Curtains are an essential part of any home decor. They regulate temperature, provide privacy and allow you to control the natural light in your home. But how, exactly, do you set up curtains over a bare window? To install a rod, you're going to need:

  • Curtain rods with brackets
  • Screws
  • Screwdriver
  • Tape measure
  • A level
  • A pencil

Step One: Measure Your Window

man measuring a window
A. and I. Kruk/Shutterstock

Before you can purchase rods to hang your curtains, you have to know how wide your window so you know that size rod to buy. When you install a rod yourself, you also have control over placement and how low or high the curtains will fall in front of the window. Lifting the curtains by installing the rod a few inches higher than average will give the window a longer, taller appearance.

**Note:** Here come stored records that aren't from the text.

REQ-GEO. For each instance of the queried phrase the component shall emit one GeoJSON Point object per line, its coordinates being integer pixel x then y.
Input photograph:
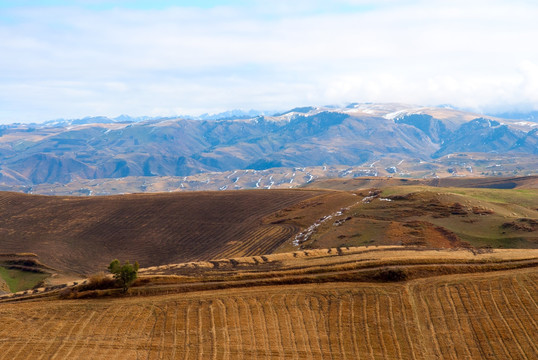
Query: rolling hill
{"type": "Point", "coordinates": [82, 235]}
{"type": "Point", "coordinates": [332, 303]}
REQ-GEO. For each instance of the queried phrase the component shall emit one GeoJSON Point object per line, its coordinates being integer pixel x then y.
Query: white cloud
{"type": "Point", "coordinates": [72, 62]}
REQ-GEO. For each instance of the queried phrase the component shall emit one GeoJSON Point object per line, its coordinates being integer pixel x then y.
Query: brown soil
{"type": "Point", "coordinates": [83, 234]}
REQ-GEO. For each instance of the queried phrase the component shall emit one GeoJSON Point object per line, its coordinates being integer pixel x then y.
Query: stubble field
{"type": "Point", "coordinates": [467, 316]}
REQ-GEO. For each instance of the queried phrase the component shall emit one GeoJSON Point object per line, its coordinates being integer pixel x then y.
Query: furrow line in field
{"type": "Point", "coordinates": [475, 317]}
{"type": "Point", "coordinates": [326, 321]}
{"type": "Point", "coordinates": [250, 328]}
{"type": "Point", "coordinates": [393, 329]}
{"type": "Point", "coordinates": [352, 326]}
{"type": "Point", "coordinates": [409, 290]}
{"type": "Point", "coordinates": [462, 341]}
{"type": "Point", "coordinates": [405, 324]}
{"type": "Point", "coordinates": [119, 335]}
{"type": "Point", "coordinates": [186, 339]}
{"type": "Point", "coordinates": [200, 332]}
{"type": "Point", "coordinates": [291, 334]}
{"type": "Point", "coordinates": [521, 326]}
{"type": "Point", "coordinates": [366, 327]}
{"type": "Point", "coordinates": [53, 341]}
{"type": "Point", "coordinates": [445, 342]}
{"type": "Point", "coordinates": [379, 327]}
{"type": "Point", "coordinates": [236, 316]}
{"type": "Point", "coordinates": [262, 320]}
{"type": "Point", "coordinates": [341, 334]}
{"type": "Point", "coordinates": [310, 318]}
{"type": "Point", "coordinates": [487, 315]}
{"type": "Point", "coordinates": [129, 332]}
{"type": "Point", "coordinates": [528, 307]}
{"type": "Point", "coordinates": [213, 331]}
{"type": "Point", "coordinates": [500, 316]}
{"type": "Point", "coordinates": [151, 336]}
{"type": "Point", "coordinates": [302, 328]}
{"type": "Point", "coordinates": [276, 326]}
{"type": "Point", "coordinates": [466, 316]}
{"type": "Point", "coordinates": [29, 338]}
{"type": "Point", "coordinates": [174, 331]}
{"type": "Point", "coordinates": [72, 342]}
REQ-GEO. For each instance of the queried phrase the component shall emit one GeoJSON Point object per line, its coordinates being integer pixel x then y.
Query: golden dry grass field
{"type": "Point", "coordinates": [82, 234]}
{"type": "Point", "coordinates": [491, 313]}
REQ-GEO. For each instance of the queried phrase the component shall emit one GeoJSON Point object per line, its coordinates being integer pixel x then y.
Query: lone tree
{"type": "Point", "coordinates": [124, 274]}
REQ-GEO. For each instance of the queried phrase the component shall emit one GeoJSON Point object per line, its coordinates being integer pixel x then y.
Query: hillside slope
{"type": "Point", "coordinates": [83, 235]}
{"type": "Point", "coordinates": [314, 136]}
{"type": "Point", "coordinates": [465, 316]}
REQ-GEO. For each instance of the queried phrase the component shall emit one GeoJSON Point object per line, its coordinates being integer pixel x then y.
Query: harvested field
{"type": "Point", "coordinates": [521, 182]}
{"type": "Point", "coordinates": [83, 234]}
{"type": "Point", "coordinates": [486, 316]}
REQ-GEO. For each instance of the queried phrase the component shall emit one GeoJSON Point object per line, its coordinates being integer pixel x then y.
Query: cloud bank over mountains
{"type": "Point", "coordinates": [87, 58]}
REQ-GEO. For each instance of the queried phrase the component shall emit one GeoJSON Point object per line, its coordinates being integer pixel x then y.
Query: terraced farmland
{"type": "Point", "coordinates": [471, 316]}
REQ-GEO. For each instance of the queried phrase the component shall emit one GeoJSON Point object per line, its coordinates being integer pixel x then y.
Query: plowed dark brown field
{"type": "Point", "coordinates": [83, 234]}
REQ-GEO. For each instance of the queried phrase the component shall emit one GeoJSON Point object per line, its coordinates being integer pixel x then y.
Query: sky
{"type": "Point", "coordinates": [78, 58]}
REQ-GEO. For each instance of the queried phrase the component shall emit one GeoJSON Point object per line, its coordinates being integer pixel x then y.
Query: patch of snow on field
{"type": "Point", "coordinates": [305, 235]}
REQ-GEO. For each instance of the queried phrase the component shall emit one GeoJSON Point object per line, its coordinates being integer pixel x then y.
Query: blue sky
{"type": "Point", "coordinates": [69, 59]}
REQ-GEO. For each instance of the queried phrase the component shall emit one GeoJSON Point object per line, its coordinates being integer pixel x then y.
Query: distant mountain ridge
{"type": "Point", "coordinates": [92, 148]}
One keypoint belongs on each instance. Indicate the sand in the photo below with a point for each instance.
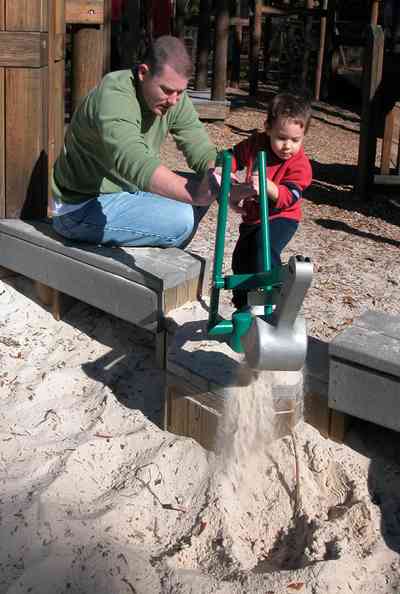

Step Two: Purchase Your Curtains And Rods

Believe it or not, the style and color of curtains that you purchase play a major role in your selection of rods. Coordinating colors is a natural part of completing a room, and ultimately the color and design of the curtains have a influence over the rods you choose. Pick a rod that matches the color scheme or aesthetic of the curtains it will be holding. If you choose a rod with ornately designed knobs at the ends, they will have a big impact on the tone of your room, even though they seem like a small detail.

Some rods also hold certain fabrics and weights better than others. For example, skinnier, flimsy rods cannot support heavier drapes or thick velvet curtains. There are dozens of different types of curtains that you can use throughout your home, although some of the most important things to consider when it comes to choosing the ideal curtain rod for your selection is where the curtains are hung (over the window, inside the windowsill, on the casting or on the wall, etc.), how much fabric your curtains use, how heavy they are, what type of curtain hooks you plan on using, how a particular type of curtains are attached to the rods and how tightly the curtains fit around a rod. But no matter what kind of curtains you use, you should always look for rods which are fairly thick and thus have strong support.

Step Three: Prepare For Installation

man and woman hanging a curtain rod
Ivan Filimonov/Shutterstock

When getting ready to install your curtain rods, measurement becomes important again. Measuring the distance between the ideal length of your drapes can help you form a clear picture of where to place your brackets on the wall. Once you're fairly certain that you've marked the height that you'd like to install your rods at, you can note the location where you plan on placing your brackets by marking the spot with a pencil to use as a template. Once you've done this, triple-check to make sure that the positioning of the brackets will result in a level rod and a curtain that falls to your desired place. If you're certain you've drawn correct measurements, drill pilot holes and place the anchors. These anchors ensure that the screws placed into the wall will cling firmly to whatever material the wall is made of and not break out due to the heavy weight of the rod and curtains. After you've inserted these, there are only a few more things required to get your curtains hung.

Step Four: Install The Rod

white curtains hanging from curtain rod
horiyan/Shutterstock

After the anchors are in the wall, you're ready to tighten the screws into the studs that hold the brackets in place. Once you've mounted these brackets, you can then test to see if the mount is level. By placing the rod on it, you should be able to eyeball it and tell whether or not it could use a little adjusting. You can also use a carpenter's level to ensure that it is flat. To check that the anchors are secure and able to handle the added weight of curtains, tug down slightly on the rod.

Once you've slipped your curtains onto the rod and have returned it to the brackets, make sure you check to see if there seems to be any signs of support lacking at any point in the bar. If the bar is bending down, it may mean you didn't get a thick enough rod to support the weight of your curtains. If the brackets pull out of the plaster, it may be necessary to try to screw the supporting screws again or, if the rod is simply too long, add another bracket where it will not interfere with the movement if the curtains. If your curtains fit smoothly on the rod and look great, your task is complete.